Certes, beaucoup d’entre nous peuvent estimer que la vie leur a porté des coups qui justifient leur défiance. Le risque reste cependant de laisser celle-ci se nourrir de représentations hors contexte. Les émotions liées aux blessures passées qui réinvestissent le présent pourraient peut-être être dénouées. L’amour du drame et la défiance ont partie liée. Nous sommes prompts aux généralisations abusives. Nous jugeons la vie trop peu fiable pour participer à son jeu évolutif parce que nous la jugeons trop imparfaite en l’état. Cette défiance dénonce volontiers l’imperfection de la vie pour occulter son caractère perfectible et démobilise en nous les mouvements de participation à son évolution. Or, c’est seulement si la vie était parfaite qu’évoluer n’aurait aucun sens. 
Certes, dans l’immédiat, pour la plupart d’entre nous, la tâche de faire évoluer le monde dans sa globalité est hors de portée. Cependant, ne peut-il pas y avoir une forme de mauvaise foi à affirmer que toutes nos imperfections individuelles morales et psychologiques sont impossibles à surmonter ? 
« Chasser le naturel, il revient au galop ! », affirmera-t-on volontiers en invoquant la « sagesse » populaire. Mais y a-t-il du bon sens à étouffer toute aspiration évolutive, avant même que son cri ne s’élance vers le pressentiment d’autre chose ? 

Même ceux qui pensent avoir été épargnés du pire résistent rarement à la tentation de se défier de l’existence. Il leur suffit d’ajouter au poids de leurs petites blessures présentes et passées celui de toutes ces enfances blessées et de toute cette humanité qui souffre et geint un peu partout. Les bons sentiments sont soigneusement mis en avant pour mieux faire passer en contrebande l’amour du drame. 

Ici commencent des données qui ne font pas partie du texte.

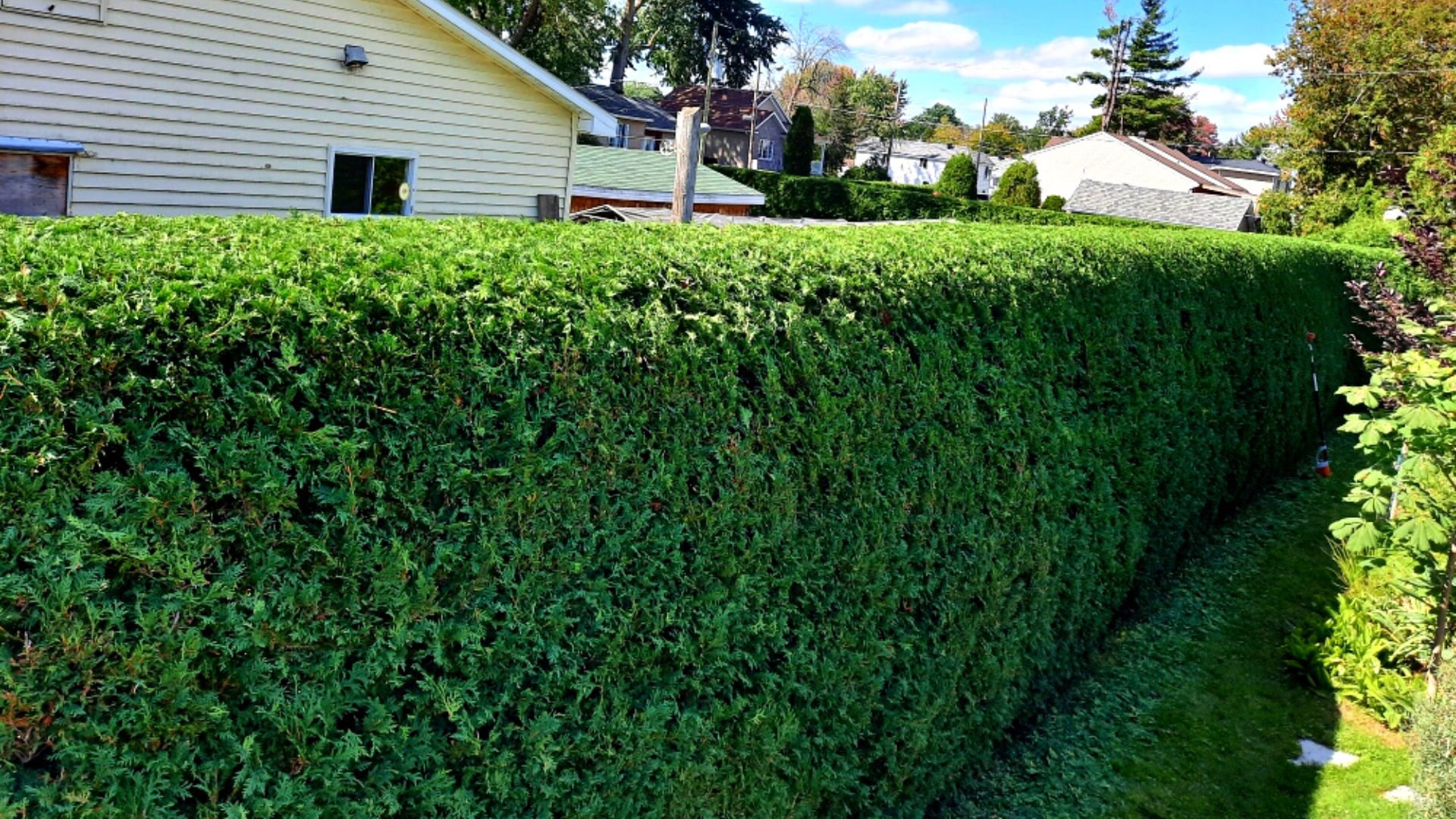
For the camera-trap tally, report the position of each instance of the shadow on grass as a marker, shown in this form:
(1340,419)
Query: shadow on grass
(1191,708)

Avec Paul Tillich, reconnaissons que notre volonté elle-même joue un rôle non négligeable dans la défiance, puisque « [m]ême dans l'état de désespoir, on a toujours assez d'être pour rendre le désespoir possible. »[2]. Cet être de la vie, aussi fragile nous paraît-il, nous ramène devant une décision, ici et maintenant. Si nous aspirons réellement à une vie en plénitude qui ne prolonge pas l’imperfection du cours ordinaire de la vie, il ne s’agit pas de se décider à nourrir un peu d’espoir pour supporter le désespoir jusqu’à demain. 
Ici et maintenant, il s’agit de nous décider ou non en faveur de l'être, à l’encontre du non être qui se propose. La douleur, la souffrance et le drame auront-ils le dernier mot ? Si la spiritualité d'une vie vécue en plénitude n'est pas illusoire, paix, joie et amour ne sont-ils pas à notre portée en toute circonstance ? Il nous faut aussi apprendre à douter de notre défiance : ne nous empêcherait-elle pas l’accès à une confiance originaire ancrée en la plénitude de la vie-même ? La défiance qui a grandi en l’enfant et en l’adolescent dépendait des circonstances de son développement psychospirituel. La défiance se nourrit de failles intellectuelles, de ressorts émotionnels malencontreux et de faiblesses de l’acte volontaire. Si notre pari est fondé, la vie en sa plénitude n’est enfermée et limitée par aucune des circonstances.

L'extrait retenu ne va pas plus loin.